I left a powerful Wall Street firm 35 years ago so that I could help ‘regular’ people achieve their financial and business goals rather than help the ultra-rich get even richer. Yes, I was too young and too idealistic. There was not then, and still might not be today, a proven business model to deliver that intended service. Yet I still believe that small businesses are the core strength of the world and that inspiring others to higher achievement is the greatest occupational calling. I established a virtual financial planning office by the late 1990s because I wanted to spend more time at the Jersey shore. I worked out pretty well and at one point was a leading national producer for some financial service firms in those years. I sold a related dot com spinoffs business and decided that I wanted to return to one-on-one financial coaching.

Fast forward to today: My current revenue model is based on charging roughly 2% of a client’s gross income for a maximum of 50 clients so that, based on this simple math, my gross income would eventually approach the average gross income of my clients. My model of handling all client services myself limits me to a maximum of 50 clients. It’s just a mathematical thing based on the number of work hours available. Obviously, some clients were larger, and some were smaller. It does not use leverage or scaling but does provide an excellent level of service as evidenced by strong client reviews.

That revenue model worked for years but was destroyed during the Covid years when I had many clients die, become disabled, or close their businesses. Virtually all of the larger clients I had three years ago are gone now.

I adapted a client replacement strategy that was working decently well. In 2022 Google changed its Google business listing algorithm to show my listing to people within a limited number of miles of my rural location. We have mostly crabs and oysters within 10 miles of my rural bayfront location and very few people, so that was a problem.  Then in January 2023 Google inactivated my business listing altogether and apparently deleted the five-star reviews. This was triggered by my planned change in trademarked business names and planned opening two new office locations in 2023.  I was unaware that the Google business listing with so many strong reviews was responsible for most incoming new business calls. Those calls have stopped completely.

I decided to continue providing individual tax preparation services in 2023 while I work on rebuilding the Google listing and replacing the larger clients lost. This was intended to provide immediate replacement revenue while I added business clients who need ongoing service. Some of these clients might only want me to file their paperwork for the government once a year and would have no need for help with financial help, tax planning or growth throughout the year. I see a growing need for occasional help for people who prepare their own tax returns. Very few CPAs offer that support. I understand that $1,000 is the minimum tax prep fee charged by other CPA firms in this area that do tax prep as a solo service, so I simply copied that. If paid on a monthly basis, with transaction fees, that works out to $92 per month.  I offered the choice of pre-payment for past year’s work or monthly payment for future work. A new automated account management system allows clients to enroll and stop service on their own schedule. I figured that even in the worst case 50 clients at $1,000 each would keep me in business through 2023.

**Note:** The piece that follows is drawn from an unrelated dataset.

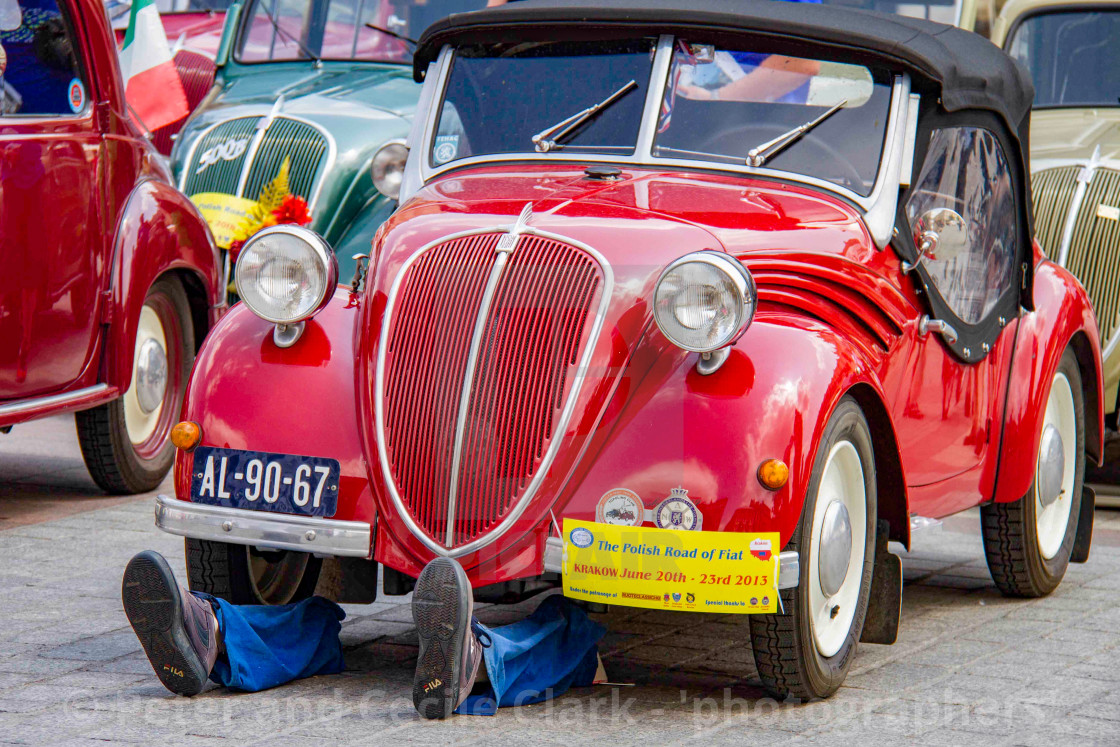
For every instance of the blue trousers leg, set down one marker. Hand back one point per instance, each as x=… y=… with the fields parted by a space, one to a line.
x=270 y=645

I was unprepared for the second wave of client objections at the start of the tax season. It’s not their fault that outside forces forced me to change fee schedule. It’s not their fault if they missed earlier announcements of the change. But I lost about half of last year’s paying individual tax prep clients so far.

This week I proposed to my practice advisers and peers that I would be willing to handle individual tax returns for 2022 based on last year’s fee plus 10%. My advisers and peers unanimously object, saying that is a compromise that, they believe, is a poor decision. So as of today, three weeks into 2023, I am still undecided on how to handle returning tax prep clients who paid less than $1,000 and what to do for replacement revenue while I continue to rebuild a new business generation system.